Es ist nicht meine Art, an der Tür zu lauschen, aber neulich bekam ich ganz zufällig mit, wie meine kleine Tochter Tina meine Frau fragte: „Mama, stehen die Sterne gut für mich? Tante Erika hat gesagt, dass die Sterne unser Schicksal bestimmen, stimmt das?“

„Weißt du, Tina, wir sind eigentlich selbst für unser Schicksal verantwortlich. Gewiss, die Sterne üben seit jeher eine große Faszination auf uns Menschen aus, denn sie verkörpern den Wunsch, nach der eigenen Zukunft fragen zu können und Antworten darauf zu erhalten. Tante Erika war schon immer etwas romantisch veranlagt, aber so ganz unrecht hat sie damit vielleicht gar nicht. Es lohnt sich auf jeden Fall, ab und zu mal in Ruhe den Sternenhimmel zu betrachten und darüber nachzudenken, was du im Leben erreichen möchtest.“

„Danke, Mama, das mache ich gern.
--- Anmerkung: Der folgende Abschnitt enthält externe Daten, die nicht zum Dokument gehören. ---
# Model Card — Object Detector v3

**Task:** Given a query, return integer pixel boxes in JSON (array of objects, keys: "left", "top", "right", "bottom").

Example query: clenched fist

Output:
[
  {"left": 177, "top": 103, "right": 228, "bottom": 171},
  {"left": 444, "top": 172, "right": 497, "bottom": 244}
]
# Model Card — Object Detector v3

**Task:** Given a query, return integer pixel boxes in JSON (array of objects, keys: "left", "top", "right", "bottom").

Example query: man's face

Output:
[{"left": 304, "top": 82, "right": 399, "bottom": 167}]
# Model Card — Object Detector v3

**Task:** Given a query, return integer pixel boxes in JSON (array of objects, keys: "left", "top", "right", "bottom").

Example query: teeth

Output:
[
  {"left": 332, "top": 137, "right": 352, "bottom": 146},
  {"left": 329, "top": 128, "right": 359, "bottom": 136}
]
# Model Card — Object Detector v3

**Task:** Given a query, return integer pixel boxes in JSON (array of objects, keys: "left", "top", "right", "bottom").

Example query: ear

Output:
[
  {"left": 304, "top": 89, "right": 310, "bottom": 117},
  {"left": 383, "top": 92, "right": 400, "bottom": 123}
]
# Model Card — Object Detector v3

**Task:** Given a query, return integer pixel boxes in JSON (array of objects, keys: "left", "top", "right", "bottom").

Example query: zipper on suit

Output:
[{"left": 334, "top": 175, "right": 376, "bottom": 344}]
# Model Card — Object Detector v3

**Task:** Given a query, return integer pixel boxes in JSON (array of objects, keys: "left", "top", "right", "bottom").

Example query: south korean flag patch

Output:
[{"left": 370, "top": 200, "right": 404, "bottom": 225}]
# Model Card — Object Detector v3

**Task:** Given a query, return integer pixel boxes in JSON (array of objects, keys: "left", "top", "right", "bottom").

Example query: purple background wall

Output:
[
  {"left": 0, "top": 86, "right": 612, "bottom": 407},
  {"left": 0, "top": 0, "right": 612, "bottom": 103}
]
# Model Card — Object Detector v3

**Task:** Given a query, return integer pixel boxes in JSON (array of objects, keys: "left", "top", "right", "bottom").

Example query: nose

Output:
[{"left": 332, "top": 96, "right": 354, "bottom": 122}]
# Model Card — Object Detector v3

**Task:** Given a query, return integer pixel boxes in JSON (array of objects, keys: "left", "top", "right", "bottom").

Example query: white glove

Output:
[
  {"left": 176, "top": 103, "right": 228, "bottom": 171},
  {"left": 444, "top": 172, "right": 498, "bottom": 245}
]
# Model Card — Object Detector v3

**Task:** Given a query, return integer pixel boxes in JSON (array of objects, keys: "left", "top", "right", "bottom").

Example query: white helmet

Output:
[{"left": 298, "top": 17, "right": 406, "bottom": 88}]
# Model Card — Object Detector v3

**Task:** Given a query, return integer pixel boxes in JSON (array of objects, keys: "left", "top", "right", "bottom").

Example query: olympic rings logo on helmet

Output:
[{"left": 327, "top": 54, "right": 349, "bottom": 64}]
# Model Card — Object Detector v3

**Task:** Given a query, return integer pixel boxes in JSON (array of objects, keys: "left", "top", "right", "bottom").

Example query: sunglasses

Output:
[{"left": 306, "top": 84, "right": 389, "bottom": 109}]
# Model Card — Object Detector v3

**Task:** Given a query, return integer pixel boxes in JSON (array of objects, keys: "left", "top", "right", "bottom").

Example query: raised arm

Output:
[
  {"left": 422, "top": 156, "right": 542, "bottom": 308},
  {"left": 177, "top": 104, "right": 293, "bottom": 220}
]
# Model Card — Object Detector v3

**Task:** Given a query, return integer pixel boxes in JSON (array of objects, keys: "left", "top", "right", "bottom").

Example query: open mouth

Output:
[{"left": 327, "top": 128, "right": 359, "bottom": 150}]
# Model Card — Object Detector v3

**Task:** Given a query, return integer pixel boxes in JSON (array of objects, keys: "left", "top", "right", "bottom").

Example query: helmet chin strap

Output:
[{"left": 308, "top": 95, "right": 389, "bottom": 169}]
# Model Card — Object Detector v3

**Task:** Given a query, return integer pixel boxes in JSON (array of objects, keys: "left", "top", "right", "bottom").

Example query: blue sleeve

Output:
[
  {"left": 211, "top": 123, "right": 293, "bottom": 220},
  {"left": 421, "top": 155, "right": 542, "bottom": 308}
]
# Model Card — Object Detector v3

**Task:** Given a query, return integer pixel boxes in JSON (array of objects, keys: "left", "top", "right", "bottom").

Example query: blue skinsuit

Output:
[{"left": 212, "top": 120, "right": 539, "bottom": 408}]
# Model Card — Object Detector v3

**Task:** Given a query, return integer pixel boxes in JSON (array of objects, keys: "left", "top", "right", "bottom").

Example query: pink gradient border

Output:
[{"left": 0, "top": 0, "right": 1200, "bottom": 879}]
Ob Papa mich heute Abend wohl mal mitnimmt, wenn er wieder mit seinem Teleskop zur Anhöhe fährt?“

Obwohl ich jedes Wort meiner belesenen Frau unterschreiben könnte und mich über das Interesse meiner Tina sehr gefreut habe, wollte ich nun doch mehr darüber wissen, wie die Astronomie einst aus der Astrologie, die bei den Menschen früher ein viel größeres Gewicht innehatte, hervorgegangen ist. Immerhin kennt auch heute noch fast jeder sein Sternzeichen und gut jeder dritte Deutsche liest sogar regelmäßig sein Horoskop.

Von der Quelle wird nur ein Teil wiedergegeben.